DataLad New User FAQ

The following is a list of questions for which we have found the answers already and wanted to share to new DataLad users (within the NIMH IRP especially).

What is DataLad?

From the DataLad Handbook "philosophy" section:

DataLad is a software tool developed to aid with everything related to the evolution of digital objects.

It is not only keeping track of code, it is not only keeping track of data, it is not only making sharing, retrieving and linking data (and metadata) easy, but it assists with the combination of all things necessary in the digital workflow of data and science.

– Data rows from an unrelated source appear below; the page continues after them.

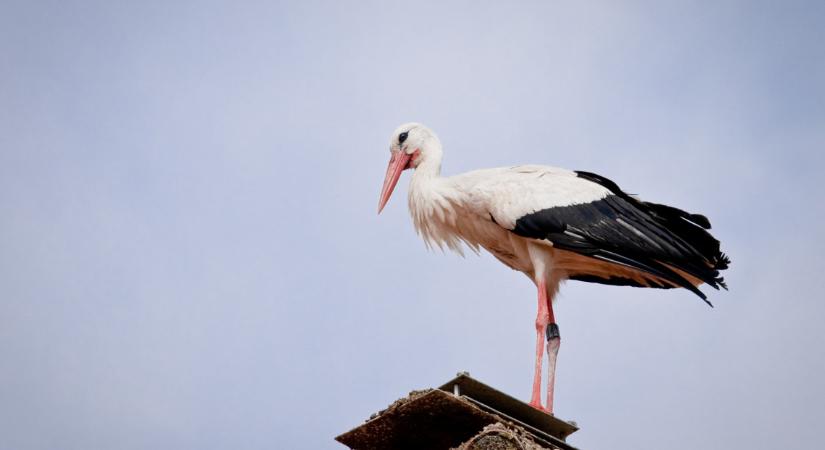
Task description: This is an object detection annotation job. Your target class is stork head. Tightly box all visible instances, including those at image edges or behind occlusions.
[378,122,441,214]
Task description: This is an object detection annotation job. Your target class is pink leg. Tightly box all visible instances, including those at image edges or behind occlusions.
[547,301,561,414]
[530,281,550,410]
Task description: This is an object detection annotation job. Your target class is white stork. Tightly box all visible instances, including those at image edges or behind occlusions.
[378,123,730,414]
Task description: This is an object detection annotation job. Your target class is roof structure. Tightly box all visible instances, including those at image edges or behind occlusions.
[335,372,578,450]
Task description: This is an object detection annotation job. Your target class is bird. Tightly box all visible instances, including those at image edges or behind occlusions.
[378,122,730,414]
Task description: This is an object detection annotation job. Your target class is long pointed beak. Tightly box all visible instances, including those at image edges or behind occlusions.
[378,151,412,214]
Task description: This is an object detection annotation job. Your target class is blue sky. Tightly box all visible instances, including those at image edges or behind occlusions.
[0,1,825,449]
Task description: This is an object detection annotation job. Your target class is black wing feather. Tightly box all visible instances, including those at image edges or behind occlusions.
[512,172,730,304]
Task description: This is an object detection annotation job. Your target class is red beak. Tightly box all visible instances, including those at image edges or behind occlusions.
[378,151,412,214]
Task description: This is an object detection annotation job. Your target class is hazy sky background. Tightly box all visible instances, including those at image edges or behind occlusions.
[0,0,825,450]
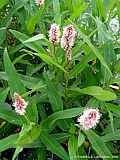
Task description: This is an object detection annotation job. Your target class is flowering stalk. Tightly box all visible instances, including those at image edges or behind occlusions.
[13,93,28,115]
[49,23,60,45]
[77,108,101,130]
[109,18,120,34]
[35,0,45,6]
[61,25,76,61]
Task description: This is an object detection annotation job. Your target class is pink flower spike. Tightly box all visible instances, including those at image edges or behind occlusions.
[13,93,28,115]
[61,25,76,60]
[49,23,60,44]
[35,0,45,6]
[77,108,101,130]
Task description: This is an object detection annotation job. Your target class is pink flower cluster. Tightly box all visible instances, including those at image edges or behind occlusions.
[13,93,28,115]
[49,23,60,44]
[49,23,76,61]
[61,25,76,61]
[35,0,45,6]
[77,108,101,130]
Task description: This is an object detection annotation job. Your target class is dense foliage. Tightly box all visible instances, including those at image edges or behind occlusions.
[0,0,120,160]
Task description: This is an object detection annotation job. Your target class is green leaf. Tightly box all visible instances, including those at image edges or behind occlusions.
[40,107,84,132]
[68,54,95,79]
[16,122,41,146]
[84,130,112,160]
[71,86,117,101]
[40,132,69,160]
[105,103,120,116]
[0,0,8,9]
[36,52,66,72]
[70,21,112,76]
[44,74,63,112]
[78,132,85,147]
[53,0,61,25]
[23,34,45,43]
[0,88,10,103]
[3,49,26,95]
[0,134,18,152]
[102,129,120,142]
[10,30,66,72]
[12,146,23,160]
[26,100,39,123]
[68,135,78,160]
[0,104,26,126]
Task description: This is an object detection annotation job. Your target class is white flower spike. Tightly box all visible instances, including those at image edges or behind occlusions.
[13,93,28,115]
[109,18,120,34]
[61,25,76,60]
[77,108,101,130]
[35,0,45,6]
[49,23,60,44]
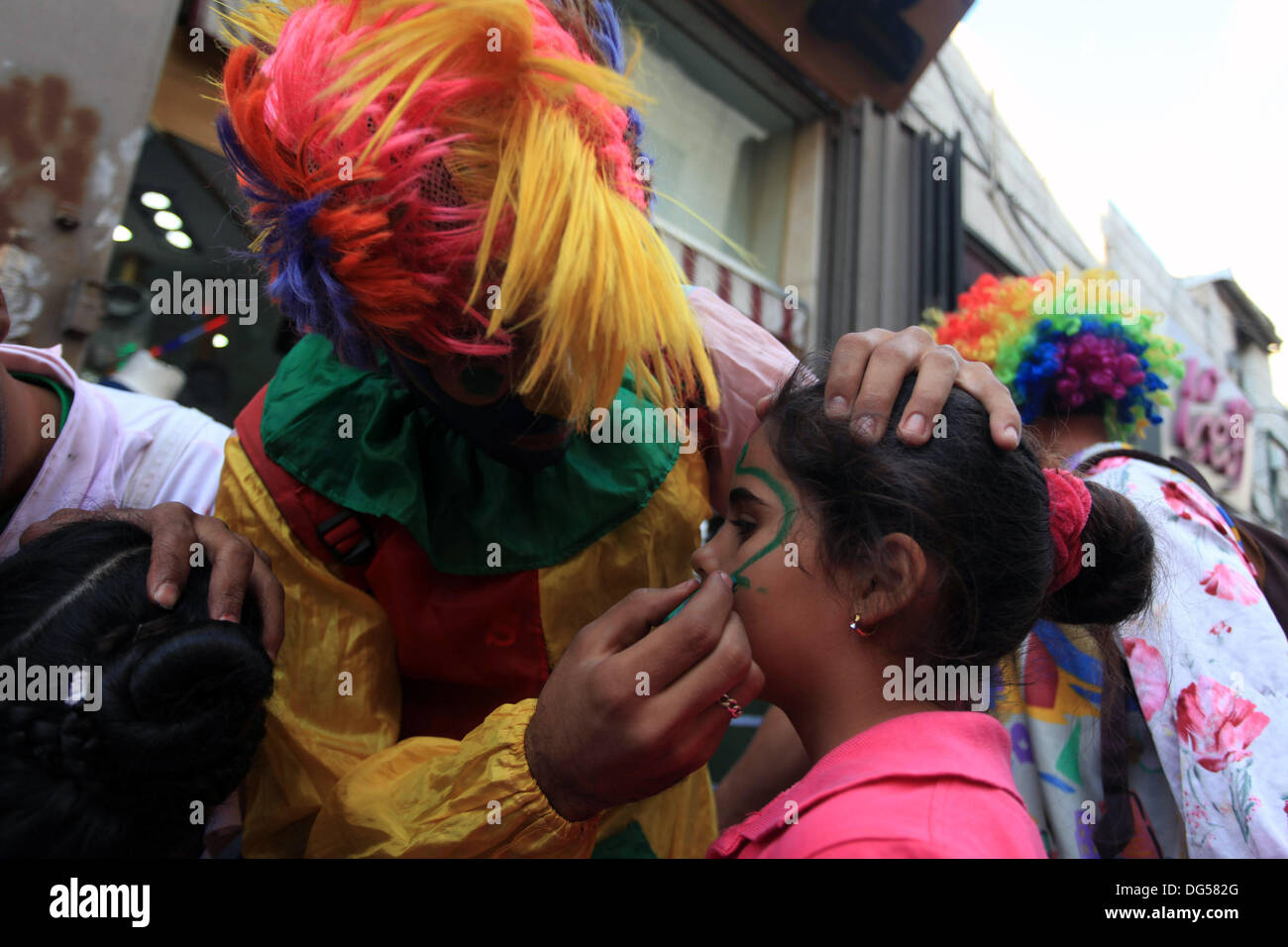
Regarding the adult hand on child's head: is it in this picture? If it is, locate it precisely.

As built-in, but optional features, DataLad yields FAIR resources – for example metadata and provenance – and anything (or everything) can be easily shared should the user want this.

How does DataLad work?

From the DataLad Handbook FAQ:

  • Both Git and git-annex are made to work with a single repository at a time. A key advantage that DataLad brings to the table is that it makes the boundaries between repositories vanish from a user’s point of view. Most core commands have a --recursive option that will discover and traverse any subdatasets and do-the-right-thing. Whereas git and git-annex would require the caller to first cd to the target repository, DataLad figures out which repository the given paths belong to and then works within that repository. datalad save . --recursive will solve the subdataset problem above for example, no matter what was changed/added, no matter where in a tree of subdatasets.
  • DataLad provides users with the ability to act on “virtual” file paths. If software needs data files that are carried in a subdataset (in Git terms: submodule) for a computation or test, a datalad get will discover if there are any subdatasets to install at a particular version to eventually provide the file content.
  • DataLad adds metadata facilities for metadata extraction in various flavors, and can store extracted and aggregated metadata under .datalad/metadata.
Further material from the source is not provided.